The "Good" Internet

The "Good" Internet

In the past, I've been negative about the prospects of the world moving to decentralised social media platforms. The average person doesn't care if their data is being misused or locked in. Not enough to leave at least, they just want to have a good time.

But I've always believed in the fundamental principles of decentralised platforms and what they offer. It's better if platforms allowed you to control your data and take it anywhere.

In the last few years, the motivations to switch platforms have grown. We've seen Twitter be perverted by Elon Musk into a tool for his political agenda. Facebook has rolled back the fact checkers it added after the website was credibly linked to genocide in Myanmar. TikTok is now blatantly spreading propaganda for Trump and who knows who will own it in the coming months.

kids, this is called propaganda

cunt eastwood (@childlessgambino.bsky.social) 2025-01-19T19:17:03.649Z

I've shared how I believe Bluesky is the best bet for a Twitter alternative. But social media is just one part of the equation.

The "Good" Internet

The internet itself has been appropriated by mega-corporations and their billionaire owners. This was easy to look past when they provided great free services and we paid with our data. But they've shown now that they're ready to use their power to serve their interests and hurt the services they provide us in the process because they know we're so dependent on them.

Google's search engine can control whether businesses live or die, but now they're ready to decrease the traffic they give you for half-baked A.I. responses.

Many people get their news from social media, but they're willing to tweak their algorithms to push the news stories they think you should see.
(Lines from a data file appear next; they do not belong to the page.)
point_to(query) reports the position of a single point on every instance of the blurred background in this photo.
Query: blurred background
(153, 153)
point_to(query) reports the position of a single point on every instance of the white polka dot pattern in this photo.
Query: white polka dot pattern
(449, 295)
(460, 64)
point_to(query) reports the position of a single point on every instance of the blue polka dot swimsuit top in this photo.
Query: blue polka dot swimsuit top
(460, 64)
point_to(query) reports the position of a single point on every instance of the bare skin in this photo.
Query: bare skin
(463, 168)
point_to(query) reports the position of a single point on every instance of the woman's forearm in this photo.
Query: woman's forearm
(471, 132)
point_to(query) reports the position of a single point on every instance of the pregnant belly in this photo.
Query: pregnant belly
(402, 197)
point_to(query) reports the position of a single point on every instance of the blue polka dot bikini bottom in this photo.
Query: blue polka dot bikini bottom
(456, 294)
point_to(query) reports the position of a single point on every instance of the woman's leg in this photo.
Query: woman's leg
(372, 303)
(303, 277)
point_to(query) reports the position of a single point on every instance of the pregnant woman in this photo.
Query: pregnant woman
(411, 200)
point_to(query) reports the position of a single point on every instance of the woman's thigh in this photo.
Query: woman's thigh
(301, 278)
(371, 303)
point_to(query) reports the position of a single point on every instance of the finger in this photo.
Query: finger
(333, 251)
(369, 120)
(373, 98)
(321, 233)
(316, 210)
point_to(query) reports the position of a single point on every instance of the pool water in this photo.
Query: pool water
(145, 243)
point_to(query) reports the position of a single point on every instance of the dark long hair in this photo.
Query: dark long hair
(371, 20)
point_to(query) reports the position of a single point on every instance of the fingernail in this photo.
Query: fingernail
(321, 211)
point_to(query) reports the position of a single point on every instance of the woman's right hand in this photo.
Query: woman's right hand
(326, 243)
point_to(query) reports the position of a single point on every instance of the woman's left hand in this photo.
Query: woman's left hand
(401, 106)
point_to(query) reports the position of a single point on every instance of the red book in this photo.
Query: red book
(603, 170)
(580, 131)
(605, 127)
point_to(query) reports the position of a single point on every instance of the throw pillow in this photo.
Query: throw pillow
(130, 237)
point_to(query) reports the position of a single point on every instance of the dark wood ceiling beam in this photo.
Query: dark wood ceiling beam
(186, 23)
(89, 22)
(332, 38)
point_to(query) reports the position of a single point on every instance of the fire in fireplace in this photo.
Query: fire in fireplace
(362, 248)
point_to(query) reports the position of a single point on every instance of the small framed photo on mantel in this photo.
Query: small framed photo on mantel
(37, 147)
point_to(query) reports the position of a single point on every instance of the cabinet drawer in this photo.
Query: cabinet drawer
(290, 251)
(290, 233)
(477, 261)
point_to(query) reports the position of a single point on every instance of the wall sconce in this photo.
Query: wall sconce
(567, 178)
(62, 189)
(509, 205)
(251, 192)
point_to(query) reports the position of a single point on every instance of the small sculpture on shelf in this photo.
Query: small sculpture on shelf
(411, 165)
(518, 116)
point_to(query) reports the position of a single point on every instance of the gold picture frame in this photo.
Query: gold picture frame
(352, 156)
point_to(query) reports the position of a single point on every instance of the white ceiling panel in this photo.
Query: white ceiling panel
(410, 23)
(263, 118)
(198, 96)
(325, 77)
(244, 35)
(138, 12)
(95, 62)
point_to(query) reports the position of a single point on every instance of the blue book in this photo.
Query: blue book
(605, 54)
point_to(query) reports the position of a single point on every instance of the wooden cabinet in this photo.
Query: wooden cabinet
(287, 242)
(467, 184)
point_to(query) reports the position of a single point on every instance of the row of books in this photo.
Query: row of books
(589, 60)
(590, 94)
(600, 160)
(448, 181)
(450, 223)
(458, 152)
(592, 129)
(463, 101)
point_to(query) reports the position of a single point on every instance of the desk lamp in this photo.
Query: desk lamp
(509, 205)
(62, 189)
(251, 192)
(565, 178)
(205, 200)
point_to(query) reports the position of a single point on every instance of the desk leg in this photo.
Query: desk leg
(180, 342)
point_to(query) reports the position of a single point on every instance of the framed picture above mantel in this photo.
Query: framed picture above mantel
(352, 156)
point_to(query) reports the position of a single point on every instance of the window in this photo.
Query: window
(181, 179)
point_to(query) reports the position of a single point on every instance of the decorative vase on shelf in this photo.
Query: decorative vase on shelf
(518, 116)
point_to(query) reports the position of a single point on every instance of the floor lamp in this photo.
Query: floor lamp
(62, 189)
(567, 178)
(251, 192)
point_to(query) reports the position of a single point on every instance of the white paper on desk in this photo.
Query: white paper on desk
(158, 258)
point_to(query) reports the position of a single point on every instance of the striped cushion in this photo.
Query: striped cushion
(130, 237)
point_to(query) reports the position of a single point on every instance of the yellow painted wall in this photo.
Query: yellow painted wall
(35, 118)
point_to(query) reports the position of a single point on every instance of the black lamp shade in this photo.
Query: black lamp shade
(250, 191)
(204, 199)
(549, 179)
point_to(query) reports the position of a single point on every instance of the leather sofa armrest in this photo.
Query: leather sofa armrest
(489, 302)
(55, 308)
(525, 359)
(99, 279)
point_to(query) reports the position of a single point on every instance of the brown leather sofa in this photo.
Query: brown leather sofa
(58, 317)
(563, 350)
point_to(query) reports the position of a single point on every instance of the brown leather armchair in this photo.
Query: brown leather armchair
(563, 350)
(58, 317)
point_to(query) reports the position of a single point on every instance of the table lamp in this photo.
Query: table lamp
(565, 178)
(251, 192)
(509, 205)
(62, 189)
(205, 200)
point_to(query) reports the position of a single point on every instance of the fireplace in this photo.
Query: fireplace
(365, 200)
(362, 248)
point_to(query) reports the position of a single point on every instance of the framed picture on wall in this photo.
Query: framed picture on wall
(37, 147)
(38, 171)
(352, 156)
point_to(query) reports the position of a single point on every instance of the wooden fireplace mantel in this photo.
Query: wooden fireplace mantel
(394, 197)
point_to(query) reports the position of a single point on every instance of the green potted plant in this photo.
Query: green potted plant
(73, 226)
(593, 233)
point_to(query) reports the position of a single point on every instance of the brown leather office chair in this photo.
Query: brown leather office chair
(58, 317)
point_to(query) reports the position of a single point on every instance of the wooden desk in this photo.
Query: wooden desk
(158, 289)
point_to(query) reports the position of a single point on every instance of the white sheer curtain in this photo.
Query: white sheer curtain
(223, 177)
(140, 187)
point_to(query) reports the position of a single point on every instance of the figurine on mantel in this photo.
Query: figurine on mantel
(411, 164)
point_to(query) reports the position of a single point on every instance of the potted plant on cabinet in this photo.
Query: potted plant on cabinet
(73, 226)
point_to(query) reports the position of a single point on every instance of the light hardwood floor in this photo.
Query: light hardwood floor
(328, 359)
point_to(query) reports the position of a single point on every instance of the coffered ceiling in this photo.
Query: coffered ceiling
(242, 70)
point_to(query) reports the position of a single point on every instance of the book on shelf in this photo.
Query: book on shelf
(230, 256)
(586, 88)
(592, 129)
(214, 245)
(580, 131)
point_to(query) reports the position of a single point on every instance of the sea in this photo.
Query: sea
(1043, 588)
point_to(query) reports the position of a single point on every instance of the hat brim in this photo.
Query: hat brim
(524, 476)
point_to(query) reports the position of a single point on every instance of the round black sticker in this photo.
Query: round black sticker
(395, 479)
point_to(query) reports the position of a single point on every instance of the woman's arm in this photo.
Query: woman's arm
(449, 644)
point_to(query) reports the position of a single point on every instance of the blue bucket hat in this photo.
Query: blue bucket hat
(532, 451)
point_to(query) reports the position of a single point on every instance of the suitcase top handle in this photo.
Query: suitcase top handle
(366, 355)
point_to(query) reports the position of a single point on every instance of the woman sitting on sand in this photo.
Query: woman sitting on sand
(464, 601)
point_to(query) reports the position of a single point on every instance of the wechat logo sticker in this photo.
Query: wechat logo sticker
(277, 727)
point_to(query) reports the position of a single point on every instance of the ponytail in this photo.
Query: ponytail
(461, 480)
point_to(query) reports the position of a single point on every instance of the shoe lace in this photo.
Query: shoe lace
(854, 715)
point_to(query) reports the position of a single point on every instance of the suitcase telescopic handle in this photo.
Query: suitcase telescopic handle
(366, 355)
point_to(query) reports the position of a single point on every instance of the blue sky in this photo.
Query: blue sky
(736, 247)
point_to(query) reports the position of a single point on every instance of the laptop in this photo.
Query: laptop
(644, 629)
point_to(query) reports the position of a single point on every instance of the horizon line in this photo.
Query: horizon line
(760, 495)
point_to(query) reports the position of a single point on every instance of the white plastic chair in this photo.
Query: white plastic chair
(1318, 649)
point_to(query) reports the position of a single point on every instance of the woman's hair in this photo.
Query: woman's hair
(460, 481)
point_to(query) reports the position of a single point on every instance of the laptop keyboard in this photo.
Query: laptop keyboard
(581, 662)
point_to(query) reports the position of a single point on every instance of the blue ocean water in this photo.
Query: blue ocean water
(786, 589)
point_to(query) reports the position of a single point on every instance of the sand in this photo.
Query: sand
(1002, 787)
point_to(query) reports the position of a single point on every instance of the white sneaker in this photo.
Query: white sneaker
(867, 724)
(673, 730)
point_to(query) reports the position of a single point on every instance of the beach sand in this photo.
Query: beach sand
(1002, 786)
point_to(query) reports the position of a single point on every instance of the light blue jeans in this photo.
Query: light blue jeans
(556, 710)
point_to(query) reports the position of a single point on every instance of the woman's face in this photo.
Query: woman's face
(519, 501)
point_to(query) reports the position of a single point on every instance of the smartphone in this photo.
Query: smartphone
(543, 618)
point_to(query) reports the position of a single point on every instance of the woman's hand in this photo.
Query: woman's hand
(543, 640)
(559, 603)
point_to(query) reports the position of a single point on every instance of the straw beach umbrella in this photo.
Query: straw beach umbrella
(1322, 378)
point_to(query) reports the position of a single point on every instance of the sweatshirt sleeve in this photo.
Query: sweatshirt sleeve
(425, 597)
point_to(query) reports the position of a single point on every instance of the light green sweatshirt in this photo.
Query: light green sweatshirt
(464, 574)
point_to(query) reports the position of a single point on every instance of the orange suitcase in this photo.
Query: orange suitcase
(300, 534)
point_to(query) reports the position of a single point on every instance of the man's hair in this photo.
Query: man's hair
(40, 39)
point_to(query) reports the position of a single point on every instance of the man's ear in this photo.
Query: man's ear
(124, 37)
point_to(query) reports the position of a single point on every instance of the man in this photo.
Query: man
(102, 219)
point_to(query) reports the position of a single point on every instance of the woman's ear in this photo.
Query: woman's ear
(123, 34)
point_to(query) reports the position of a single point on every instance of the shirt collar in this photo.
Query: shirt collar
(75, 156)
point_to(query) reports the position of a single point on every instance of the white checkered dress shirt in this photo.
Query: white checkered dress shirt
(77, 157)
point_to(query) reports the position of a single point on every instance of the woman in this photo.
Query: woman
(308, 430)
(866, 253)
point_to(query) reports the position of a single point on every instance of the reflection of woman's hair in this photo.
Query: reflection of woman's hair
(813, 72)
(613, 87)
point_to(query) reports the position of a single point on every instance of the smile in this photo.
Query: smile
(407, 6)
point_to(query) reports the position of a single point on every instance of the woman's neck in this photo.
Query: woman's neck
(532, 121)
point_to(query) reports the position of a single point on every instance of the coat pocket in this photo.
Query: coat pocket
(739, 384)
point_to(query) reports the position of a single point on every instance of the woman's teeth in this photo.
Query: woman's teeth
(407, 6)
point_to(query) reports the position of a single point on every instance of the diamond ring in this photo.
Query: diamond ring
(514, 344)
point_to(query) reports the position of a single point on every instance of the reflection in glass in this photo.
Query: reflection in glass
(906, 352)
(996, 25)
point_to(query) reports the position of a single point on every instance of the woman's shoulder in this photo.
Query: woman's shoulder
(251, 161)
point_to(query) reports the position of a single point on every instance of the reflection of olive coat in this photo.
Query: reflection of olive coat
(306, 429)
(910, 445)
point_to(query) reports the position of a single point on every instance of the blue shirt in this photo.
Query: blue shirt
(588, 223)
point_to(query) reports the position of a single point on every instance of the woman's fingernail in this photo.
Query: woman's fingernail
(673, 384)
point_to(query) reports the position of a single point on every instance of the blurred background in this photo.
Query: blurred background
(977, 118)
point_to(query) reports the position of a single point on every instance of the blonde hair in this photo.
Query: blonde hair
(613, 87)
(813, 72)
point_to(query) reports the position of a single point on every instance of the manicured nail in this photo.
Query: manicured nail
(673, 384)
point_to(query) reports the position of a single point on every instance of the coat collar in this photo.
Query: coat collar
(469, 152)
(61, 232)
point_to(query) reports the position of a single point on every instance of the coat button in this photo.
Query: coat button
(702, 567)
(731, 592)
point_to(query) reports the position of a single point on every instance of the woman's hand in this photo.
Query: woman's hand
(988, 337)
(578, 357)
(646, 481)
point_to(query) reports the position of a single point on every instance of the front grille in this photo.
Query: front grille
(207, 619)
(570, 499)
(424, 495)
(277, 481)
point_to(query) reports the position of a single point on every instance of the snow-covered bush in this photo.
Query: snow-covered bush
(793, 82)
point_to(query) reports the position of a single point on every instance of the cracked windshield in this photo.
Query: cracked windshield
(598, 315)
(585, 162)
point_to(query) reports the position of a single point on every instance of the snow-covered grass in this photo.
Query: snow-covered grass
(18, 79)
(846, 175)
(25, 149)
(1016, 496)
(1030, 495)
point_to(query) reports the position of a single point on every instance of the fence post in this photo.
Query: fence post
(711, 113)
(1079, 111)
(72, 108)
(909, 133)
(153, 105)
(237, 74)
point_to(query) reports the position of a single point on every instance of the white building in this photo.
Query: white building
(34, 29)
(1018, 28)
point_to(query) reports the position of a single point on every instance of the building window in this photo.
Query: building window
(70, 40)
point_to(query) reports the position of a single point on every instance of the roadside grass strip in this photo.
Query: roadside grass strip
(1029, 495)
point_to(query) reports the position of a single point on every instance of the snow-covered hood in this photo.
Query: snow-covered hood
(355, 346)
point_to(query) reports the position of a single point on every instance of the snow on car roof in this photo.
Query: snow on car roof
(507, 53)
Content creators rely on YouTube and TikTok for income, but algorithm changes can kill their livelihood in a moment.

We need alternatives for all of these. Alternatives that are not VC-funded. Alternatives that don't lock you in.

There are lots of services already that fit this criteria that we already use. I call these services the "good internet". They are services with significant userbases that provide value but are not solely driven by profits. They might be open-source, they might be decentralised, they might be a non-profit, or they might even require a subscription, but they all have their incentives aligned with making the best product and not artificially locking you in.

Services like Wikipedia, Firefox, Ghost, and Signal. They all provide internet utilities but are not profit driven. None of these organisations are perfect but their structures allow the value they (and you) create to be widely shared and not concentrated in the hands of a few.

We need more of them. But they need to generate money to survive.

Who's Paying and How?

Too many have rely on donations, but like Mozilla, can find themselves in a precarious position if the donations mainly come from their rivals.

We need a business model for the "good" internet where the incentives align with the values we believe are most important. Ad networks incentivise an attention economy that leads to low quality content and bad user experiences. Sponsorships are better but harder to scale.

Subscription services have become normalized and it's a much easier sell when it's coming from a part of the "good internet". Adobe switching its expensive software to a yearly subscription feels scummy. But a news site like The Verge offering a subscription feels better because if you enjoy their work, you want to directly show support. It's like buying merch from your favourite artists.

But I think there is a need for something else too. Brave had an interesting idea with its automated payments system. You would fund your wallet and it would be distributed automatically to the websites you interacted with the most.

Maybe we can build something similar, minus the crypto. Imagine a service that worked across browsers and told websites you were a paying user and should have access to their premium features.

But Still Free

Preserving the free internet is important though. At its best it has empowered the masses and given everyone access to all of human knowledge. I don't believe in paywalls everywhere but those who can pay should pay.

Will it be enough to make the internet as profitable as it is today? Probably not. And maybe there's no way to make the internet both good and profitable. Financial incentives can always be misaligned and lead to bad outcomes.

But there are real costs to developing and hosting. Could we make hosting cheaper? So then it's only the costs of developers? It reminds me of HBO's Silicon Valley breakthrough compression algorithm and decentralised internet hosted on our existing devices. That does seem perfect.

We just need someone to invent middle out.